100 lines maybe not, but docker is pretty lightweight glue riding on existing technology that did most of the heavy lifting. The valuation IS lopsided because it sort of did a "name grab" around the underpinning technology (sort of like "AJAX" was "XMLHttpRequest") and packaged it in a way that made it a more useful (some) and more importantly, talked about in a way people could understand, mostly giving it a name and describing some common practices was what happened.

The original idea was definitely clever though, and it is getting people who didn't adopt immutable systems before to start to understand immutable systems, even if the future is not actually going to be Docker. Yet, Docker is getting the press versus the higher level software that needs to exist to drive Docker.

While this makes it very hard for other projects to get VC attention, I think that's maybe a good thing for them if they don't know it - you want to bootstrap if you can anyway, and I hope many of them do.

While this isn't a super robust implementation or anything, I think it's important to show that Docker is more or less glue around existing concepts, and that there's still room to make better things.

Don't get me wrong, immutable systems are GREAT. Docker deserves points for getting people to understand them, and the ideas of private registries and Dockerfiles (though also not original) are good parts. Microservices? Not really neccessary for most people, that's more of a human problem. It sort of conflates immutable with microservices and makes you hop out of the norm to do the basics, but ok, sure, that's somewhat like a celebrity actor advocating for environmental causes. Still a good thing.

But is it a giant leap forward? Not as much as people think, compared to AMI builds, and you see folks running Docker on top of EC2 in cases (yes, they boot faster - but AMIs gave you immutable and things like Packer allowed redistributable images; stacking images is kind of sketchy if you don't control them all).
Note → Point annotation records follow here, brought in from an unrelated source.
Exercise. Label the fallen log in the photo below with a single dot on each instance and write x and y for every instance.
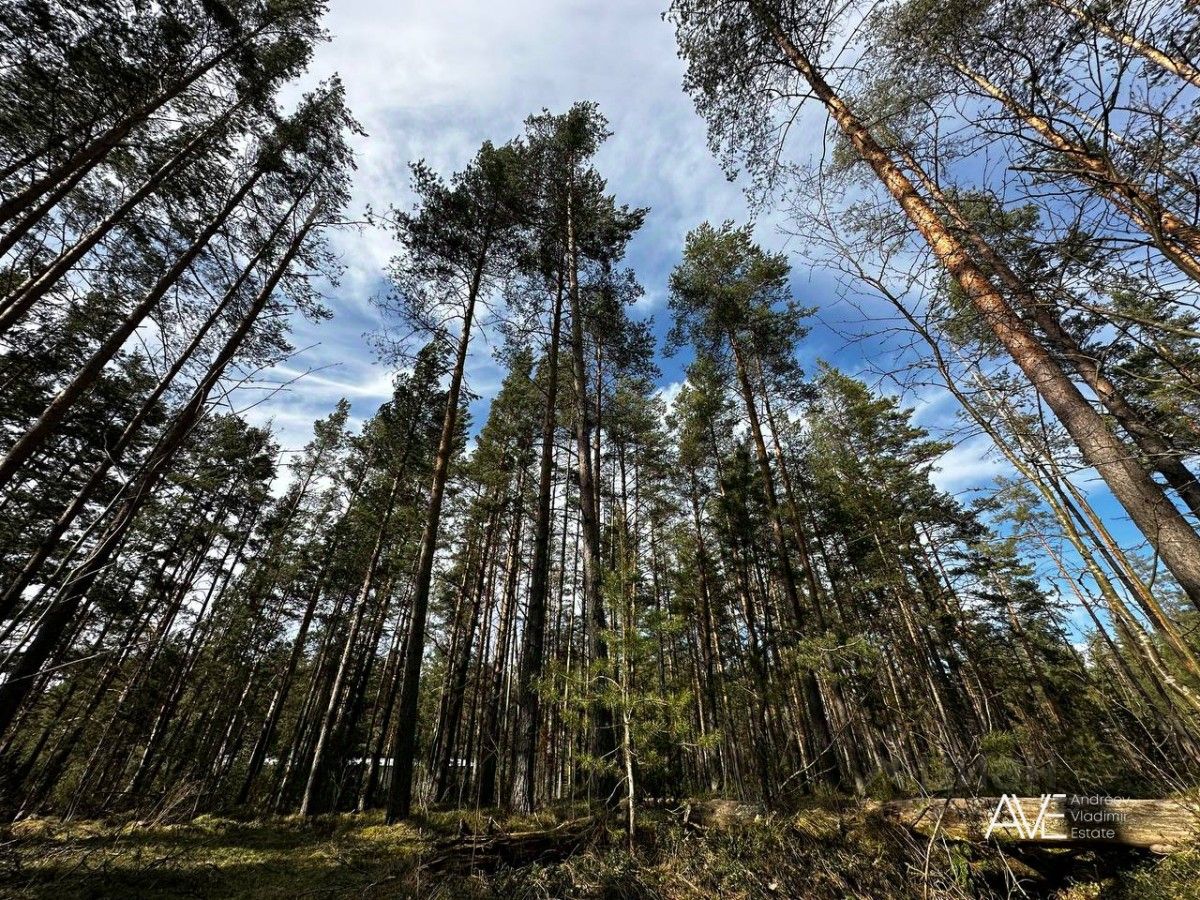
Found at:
(473, 852)
(1158, 826)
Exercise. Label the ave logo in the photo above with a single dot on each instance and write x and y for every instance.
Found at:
(1019, 822)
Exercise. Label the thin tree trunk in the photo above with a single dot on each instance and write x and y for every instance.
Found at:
(1147, 505)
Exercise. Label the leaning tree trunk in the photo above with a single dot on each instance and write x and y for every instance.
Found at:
(31, 441)
(23, 298)
(61, 612)
(95, 150)
(533, 641)
(400, 791)
(113, 457)
(1145, 501)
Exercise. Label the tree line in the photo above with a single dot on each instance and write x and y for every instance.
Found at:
(755, 589)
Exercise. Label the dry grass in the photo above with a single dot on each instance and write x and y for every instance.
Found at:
(827, 850)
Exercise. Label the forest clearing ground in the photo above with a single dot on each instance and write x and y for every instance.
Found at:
(825, 850)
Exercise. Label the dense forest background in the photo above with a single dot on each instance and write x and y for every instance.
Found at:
(751, 588)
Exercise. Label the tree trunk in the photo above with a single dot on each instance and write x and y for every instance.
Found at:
(19, 453)
(1145, 502)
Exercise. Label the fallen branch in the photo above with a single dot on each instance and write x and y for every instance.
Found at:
(1158, 826)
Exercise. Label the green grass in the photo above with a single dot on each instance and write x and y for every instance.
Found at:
(827, 850)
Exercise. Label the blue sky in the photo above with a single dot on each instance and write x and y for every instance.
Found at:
(433, 81)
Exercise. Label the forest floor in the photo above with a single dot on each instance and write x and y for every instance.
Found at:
(828, 850)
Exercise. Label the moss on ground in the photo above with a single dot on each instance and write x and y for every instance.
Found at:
(826, 850)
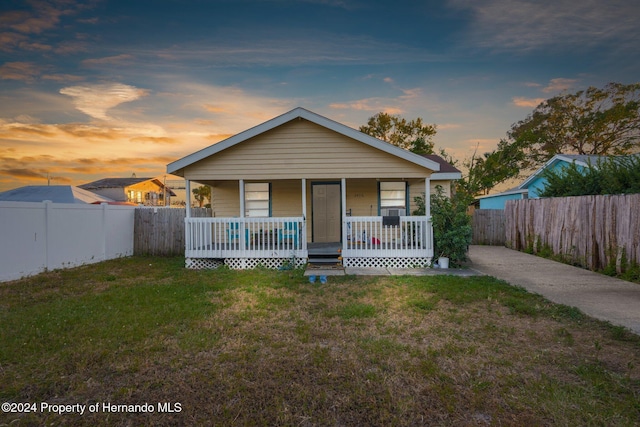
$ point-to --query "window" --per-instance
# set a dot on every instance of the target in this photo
(393, 196)
(257, 199)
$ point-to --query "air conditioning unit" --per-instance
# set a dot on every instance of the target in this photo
(393, 212)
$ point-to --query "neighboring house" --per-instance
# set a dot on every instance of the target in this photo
(54, 193)
(301, 181)
(145, 191)
(532, 186)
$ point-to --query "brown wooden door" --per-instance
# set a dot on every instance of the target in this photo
(326, 212)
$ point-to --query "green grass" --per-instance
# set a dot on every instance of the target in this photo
(265, 347)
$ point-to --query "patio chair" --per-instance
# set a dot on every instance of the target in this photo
(289, 231)
(233, 234)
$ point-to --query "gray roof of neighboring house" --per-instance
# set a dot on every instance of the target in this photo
(121, 183)
(112, 183)
(55, 193)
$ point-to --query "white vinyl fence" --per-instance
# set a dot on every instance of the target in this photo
(35, 237)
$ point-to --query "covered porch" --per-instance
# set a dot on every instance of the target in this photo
(244, 241)
(301, 179)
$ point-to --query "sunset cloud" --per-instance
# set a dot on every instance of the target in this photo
(24, 71)
(559, 85)
(96, 100)
(520, 101)
(155, 139)
(117, 59)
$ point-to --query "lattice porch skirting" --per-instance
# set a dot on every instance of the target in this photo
(241, 263)
(390, 262)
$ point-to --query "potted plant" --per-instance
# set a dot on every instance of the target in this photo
(451, 227)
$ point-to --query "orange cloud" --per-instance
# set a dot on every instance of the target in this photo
(369, 104)
(214, 109)
(25, 71)
(520, 101)
(154, 139)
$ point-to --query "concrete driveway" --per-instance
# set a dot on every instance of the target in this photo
(596, 295)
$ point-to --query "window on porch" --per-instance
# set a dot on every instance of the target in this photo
(257, 201)
(393, 198)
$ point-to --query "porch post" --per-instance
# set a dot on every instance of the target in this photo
(343, 194)
(242, 198)
(427, 198)
(187, 187)
(304, 214)
(427, 212)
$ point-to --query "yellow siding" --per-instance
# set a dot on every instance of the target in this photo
(301, 149)
(286, 197)
(225, 199)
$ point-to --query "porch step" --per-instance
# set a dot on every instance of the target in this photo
(319, 260)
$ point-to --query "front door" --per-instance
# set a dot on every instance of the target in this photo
(326, 212)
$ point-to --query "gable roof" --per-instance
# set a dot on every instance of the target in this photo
(55, 193)
(178, 165)
(579, 159)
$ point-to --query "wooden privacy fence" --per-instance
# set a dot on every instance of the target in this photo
(160, 231)
(591, 231)
(488, 227)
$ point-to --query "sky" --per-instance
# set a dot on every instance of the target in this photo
(111, 88)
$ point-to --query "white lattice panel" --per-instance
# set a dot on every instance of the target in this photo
(203, 263)
(245, 263)
(387, 262)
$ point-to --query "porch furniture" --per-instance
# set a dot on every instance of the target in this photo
(289, 232)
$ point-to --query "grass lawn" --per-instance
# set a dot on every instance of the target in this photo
(267, 348)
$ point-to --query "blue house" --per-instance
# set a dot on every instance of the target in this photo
(532, 186)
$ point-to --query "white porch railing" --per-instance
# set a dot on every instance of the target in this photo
(367, 236)
(245, 237)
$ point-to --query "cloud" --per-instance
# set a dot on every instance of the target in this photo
(516, 25)
(520, 101)
(368, 104)
(155, 139)
(267, 47)
(397, 105)
(117, 59)
(25, 71)
(96, 100)
(559, 85)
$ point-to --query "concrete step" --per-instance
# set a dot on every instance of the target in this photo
(324, 260)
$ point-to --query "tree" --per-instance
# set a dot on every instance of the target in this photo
(615, 175)
(411, 135)
(451, 224)
(201, 193)
(593, 121)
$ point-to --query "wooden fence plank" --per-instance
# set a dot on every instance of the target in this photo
(488, 227)
(591, 231)
(160, 231)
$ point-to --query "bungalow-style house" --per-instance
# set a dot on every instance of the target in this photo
(532, 186)
(301, 181)
(144, 191)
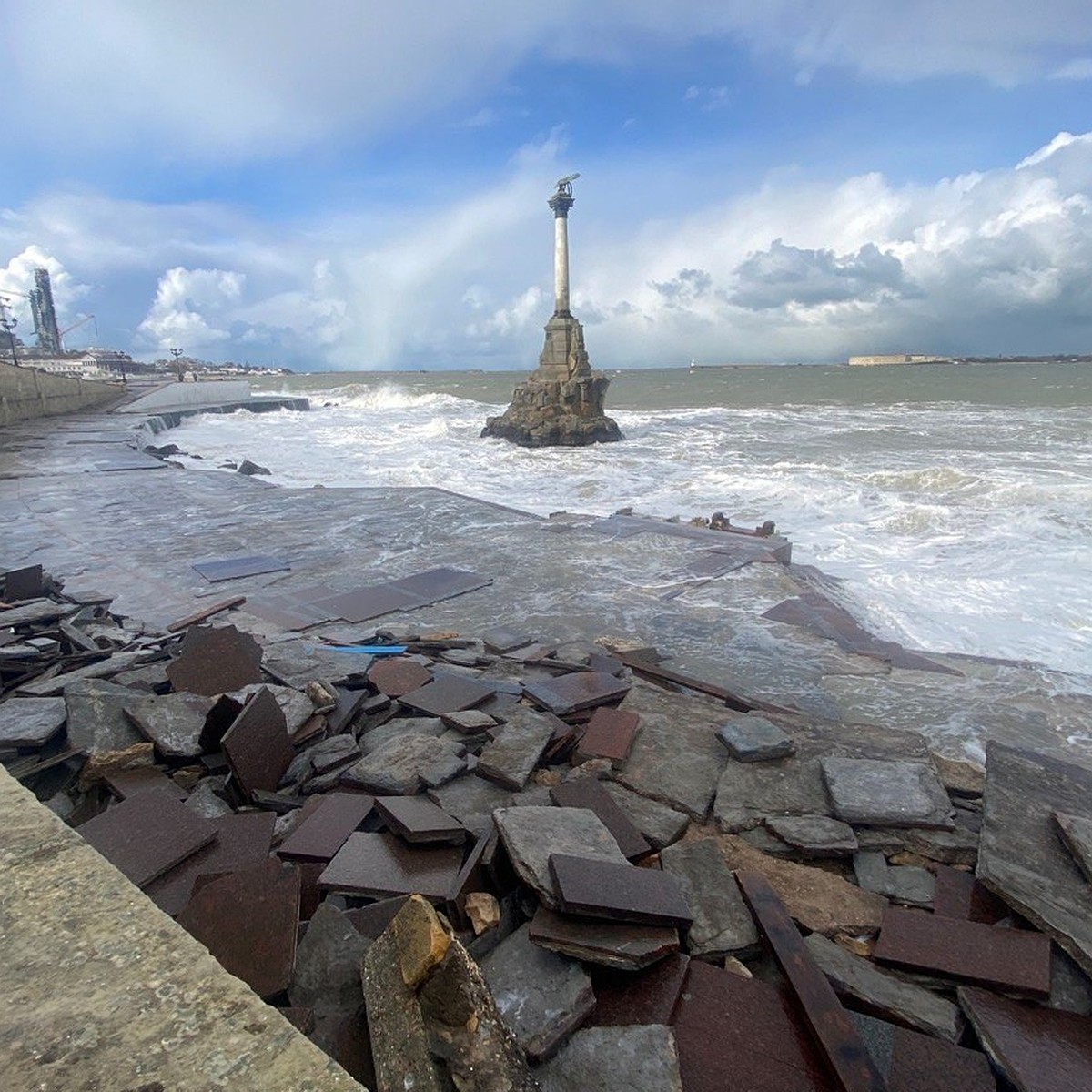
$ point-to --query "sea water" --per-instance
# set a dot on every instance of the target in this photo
(954, 500)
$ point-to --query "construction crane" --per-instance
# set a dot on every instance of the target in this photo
(76, 325)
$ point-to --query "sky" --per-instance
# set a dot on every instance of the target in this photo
(348, 185)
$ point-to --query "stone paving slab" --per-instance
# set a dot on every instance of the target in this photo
(143, 1002)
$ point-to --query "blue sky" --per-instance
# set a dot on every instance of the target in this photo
(349, 185)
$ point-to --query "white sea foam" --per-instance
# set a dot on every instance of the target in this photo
(962, 529)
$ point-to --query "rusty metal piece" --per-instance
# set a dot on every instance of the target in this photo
(1038, 1049)
(248, 920)
(610, 735)
(325, 831)
(589, 793)
(192, 620)
(727, 1025)
(257, 743)
(567, 693)
(216, 661)
(819, 1006)
(380, 866)
(147, 834)
(1016, 960)
(397, 677)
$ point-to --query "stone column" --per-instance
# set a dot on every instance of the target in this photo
(561, 203)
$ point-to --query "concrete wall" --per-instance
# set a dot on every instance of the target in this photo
(191, 396)
(26, 392)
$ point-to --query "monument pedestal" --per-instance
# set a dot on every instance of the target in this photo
(561, 404)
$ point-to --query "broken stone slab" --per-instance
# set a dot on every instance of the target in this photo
(511, 759)
(722, 923)
(907, 1059)
(1077, 834)
(216, 661)
(748, 792)
(468, 1041)
(675, 758)
(399, 1040)
(375, 738)
(816, 899)
(60, 683)
(959, 776)
(576, 691)
(472, 801)
(644, 997)
(532, 834)
(96, 720)
(754, 740)
(905, 884)
(174, 722)
(601, 889)
(814, 835)
(880, 793)
(296, 705)
(877, 991)
(610, 944)
(659, 824)
(956, 846)
(541, 996)
(615, 1059)
(1021, 857)
(405, 765)
(206, 800)
(327, 972)
(31, 722)
(1036, 1049)
(33, 612)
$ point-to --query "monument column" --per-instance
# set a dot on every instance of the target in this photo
(561, 404)
(561, 202)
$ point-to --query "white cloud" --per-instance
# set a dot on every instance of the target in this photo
(992, 261)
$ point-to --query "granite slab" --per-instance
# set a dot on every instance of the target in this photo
(380, 866)
(592, 888)
(248, 920)
(1021, 857)
(884, 793)
(1015, 960)
(147, 834)
(532, 834)
(722, 923)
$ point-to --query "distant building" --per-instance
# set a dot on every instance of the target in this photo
(44, 314)
(864, 361)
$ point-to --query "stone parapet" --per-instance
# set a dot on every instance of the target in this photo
(103, 991)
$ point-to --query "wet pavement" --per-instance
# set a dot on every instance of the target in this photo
(79, 497)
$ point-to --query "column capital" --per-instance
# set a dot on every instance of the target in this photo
(561, 203)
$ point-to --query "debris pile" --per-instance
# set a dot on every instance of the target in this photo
(497, 863)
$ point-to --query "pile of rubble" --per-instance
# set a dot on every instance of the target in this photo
(495, 863)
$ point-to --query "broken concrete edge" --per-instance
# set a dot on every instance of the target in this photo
(145, 1000)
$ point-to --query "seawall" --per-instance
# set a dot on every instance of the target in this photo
(26, 393)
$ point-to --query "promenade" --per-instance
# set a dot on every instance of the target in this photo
(87, 954)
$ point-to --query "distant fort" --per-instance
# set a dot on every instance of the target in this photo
(866, 361)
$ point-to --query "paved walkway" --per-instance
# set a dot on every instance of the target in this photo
(76, 496)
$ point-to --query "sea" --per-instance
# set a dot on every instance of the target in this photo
(954, 501)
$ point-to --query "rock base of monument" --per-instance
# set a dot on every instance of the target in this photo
(556, 414)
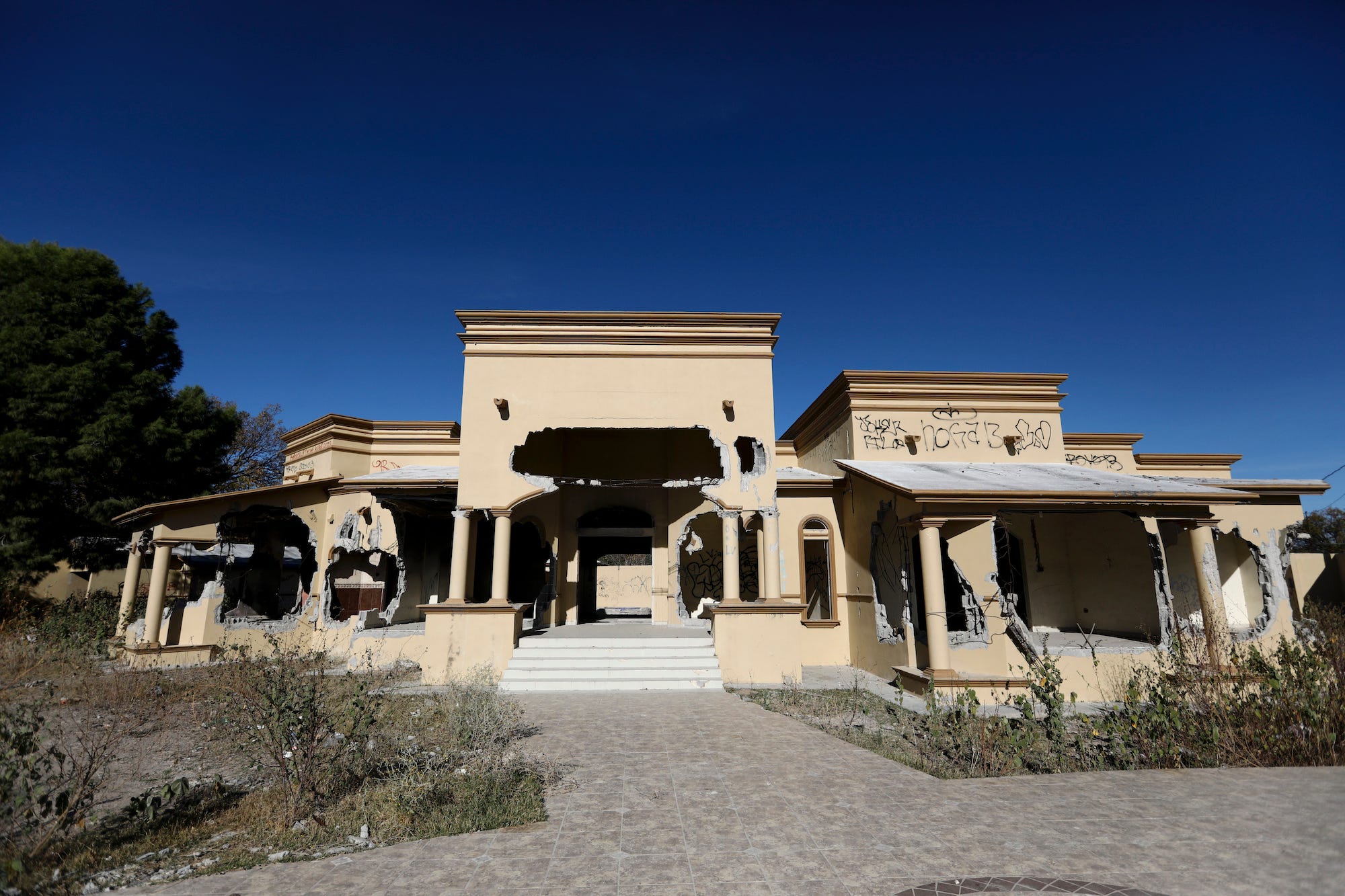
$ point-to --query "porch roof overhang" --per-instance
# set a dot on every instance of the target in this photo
(1272, 486)
(227, 499)
(1040, 485)
(801, 479)
(412, 478)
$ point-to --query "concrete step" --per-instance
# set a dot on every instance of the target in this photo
(613, 643)
(606, 674)
(614, 663)
(621, 653)
(656, 661)
(687, 684)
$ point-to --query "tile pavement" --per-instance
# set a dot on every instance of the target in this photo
(675, 794)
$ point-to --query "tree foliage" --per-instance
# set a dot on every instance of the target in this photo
(1325, 530)
(91, 425)
(258, 454)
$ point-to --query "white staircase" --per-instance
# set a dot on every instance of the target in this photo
(614, 663)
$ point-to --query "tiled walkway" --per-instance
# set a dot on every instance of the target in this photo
(708, 794)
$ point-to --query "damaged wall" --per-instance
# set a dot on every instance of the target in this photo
(631, 372)
(1089, 572)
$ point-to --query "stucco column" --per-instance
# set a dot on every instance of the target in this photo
(731, 555)
(462, 542)
(1211, 594)
(931, 579)
(500, 563)
(130, 587)
(769, 557)
(158, 588)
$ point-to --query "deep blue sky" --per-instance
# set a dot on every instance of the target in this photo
(1149, 198)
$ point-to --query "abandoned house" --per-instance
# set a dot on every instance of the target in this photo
(938, 529)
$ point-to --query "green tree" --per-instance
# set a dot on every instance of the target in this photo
(1325, 530)
(91, 425)
(258, 455)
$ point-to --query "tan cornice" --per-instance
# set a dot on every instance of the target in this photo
(572, 319)
(1191, 462)
(1109, 439)
(626, 333)
(358, 430)
(809, 485)
(923, 391)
But it's enough to make people use them, and that's a win, and someday the management software for it may be smart enough to make it feel as easy and powerful as that (fingers crossed for ECS?).

The 100 liner at least has the advantage of reminding people when people say "Docker is great" they mostly mean "I like this immutable systems thing and describing systems in text", and the other properties of Docker, and reminds people that if they can do better and try to make a better thing, they should also still try.